Leaving all his friends and family felt devastating, but he was determined to return with a diploma that would help those who are underserved gain access to healthcare. Shortly after arriving to America, he immediately became frustrated having to operate in an American system without knowledge of the English language. He was having to work two jobs while being a full-time student at University of New Mexico and found little support from the institution. Sadly, he had to discover everything on his own.
During his college years, he met an amazing individual named Kate O’Donnell at El Centro de la Raza at UNM. She was a Spanish tutor working for the University. The young man shared his career goals with her, and she referred him to Casa de Salud. This was a clinic located in the heart of the South Valley Community in Albuquerque, NM. He was fortunate to start working with the clinic where he felt connected with the community; it reminded him of his hometown. He saw a common encounter between the people in the clinic and loved ones from his hometown; it was the battle to manage diabetes. It was when his career as a health professional began that he learned valuable skills from clinicians, community members, and patients.
Eventually, he became the head of the diabetes program at the Simiply Salud Clinic. As a Paul Ambrose Scholar, he was selected to help reduce the rates of patients diagnosed with diabetes with a hemoglobin A1c value greater than 9%. He felt passionate about this public health issue because of how it has affected generations in the past, present, and future, especially the Latino community. This Healthy People 2020 Leading Health Indicator (LHI) was specifically chosen because of his observation of the Latino population during his time at the Simply Salud Clinic. There were countless patients who had attended the Clinic for the first time leaving with the diagnoses of Type II Diabetes Mellitus with hemoglobin A1c levels of 9 or greater. He wanted to give back to his underrepresented Hispanic community who had limited resources. When you become “apegado a tu raiz y dejas que el corazon decida,” life has a purpose. This is why his heart was filled with the joy of helping his community.
With all this on his plate, he was still saving money to help bring his entire family to the US for a better life. After three years of working two jobs, saving money, and getting into a master’s program for free, he brought his family – his father, mother, and two younger brothers – to the states. They were all living in a small, two-bedroom apartment with limited space, but at least they were altogether once more. Nevertheless, these circumstances were not an impediment for him achieving his dreams.
The young man felt that he could do even more for himself and his family. Due to the lack of space, it was always a challenge to study without distractions, so he spent countless late nights studying at the office. The young man decided that during his master’s program he would build his credit score to afford a house for his family. After completing his master’s in Public Health, he worked another year and half and was finally able to purchase a home.
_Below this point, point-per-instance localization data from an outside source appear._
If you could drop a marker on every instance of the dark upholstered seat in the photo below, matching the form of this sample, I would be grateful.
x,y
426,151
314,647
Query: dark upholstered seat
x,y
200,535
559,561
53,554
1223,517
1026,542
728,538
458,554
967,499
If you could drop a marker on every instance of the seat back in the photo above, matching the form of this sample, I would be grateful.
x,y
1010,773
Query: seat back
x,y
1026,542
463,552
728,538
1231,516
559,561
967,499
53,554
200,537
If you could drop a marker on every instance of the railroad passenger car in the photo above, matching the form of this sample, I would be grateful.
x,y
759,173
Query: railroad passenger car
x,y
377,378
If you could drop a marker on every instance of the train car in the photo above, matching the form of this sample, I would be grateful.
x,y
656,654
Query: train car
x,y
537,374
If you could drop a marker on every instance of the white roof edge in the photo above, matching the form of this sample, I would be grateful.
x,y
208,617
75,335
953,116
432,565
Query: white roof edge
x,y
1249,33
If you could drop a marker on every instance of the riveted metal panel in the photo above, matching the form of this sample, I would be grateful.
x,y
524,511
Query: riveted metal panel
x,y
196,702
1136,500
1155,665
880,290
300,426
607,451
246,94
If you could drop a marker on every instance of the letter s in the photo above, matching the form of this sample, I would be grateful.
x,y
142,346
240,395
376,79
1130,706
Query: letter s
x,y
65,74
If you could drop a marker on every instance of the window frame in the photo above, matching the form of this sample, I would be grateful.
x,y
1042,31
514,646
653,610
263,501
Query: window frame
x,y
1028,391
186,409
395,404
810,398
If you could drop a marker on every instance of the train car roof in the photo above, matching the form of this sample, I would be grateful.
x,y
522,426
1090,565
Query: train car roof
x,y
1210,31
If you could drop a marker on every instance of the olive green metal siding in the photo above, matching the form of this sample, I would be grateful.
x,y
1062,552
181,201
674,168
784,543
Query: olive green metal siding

Simultaneously, he had decided to apply to medical school in the US, but had not received any acceptances; so, he instead applied to American University of the Caribbean School of Medicine during the COVID-19 pandemic. During the stressful time of moving into his family’s new home, he received a call that he had been accepted to begin in the September 2020 semester. He was in complete and utter disbelief. He cried so hard with happiness to the point of shaking after hearing the news. With all the hardships, obstacles, and experiences that this man had to go through, he could finally see why it was all worth the struggles.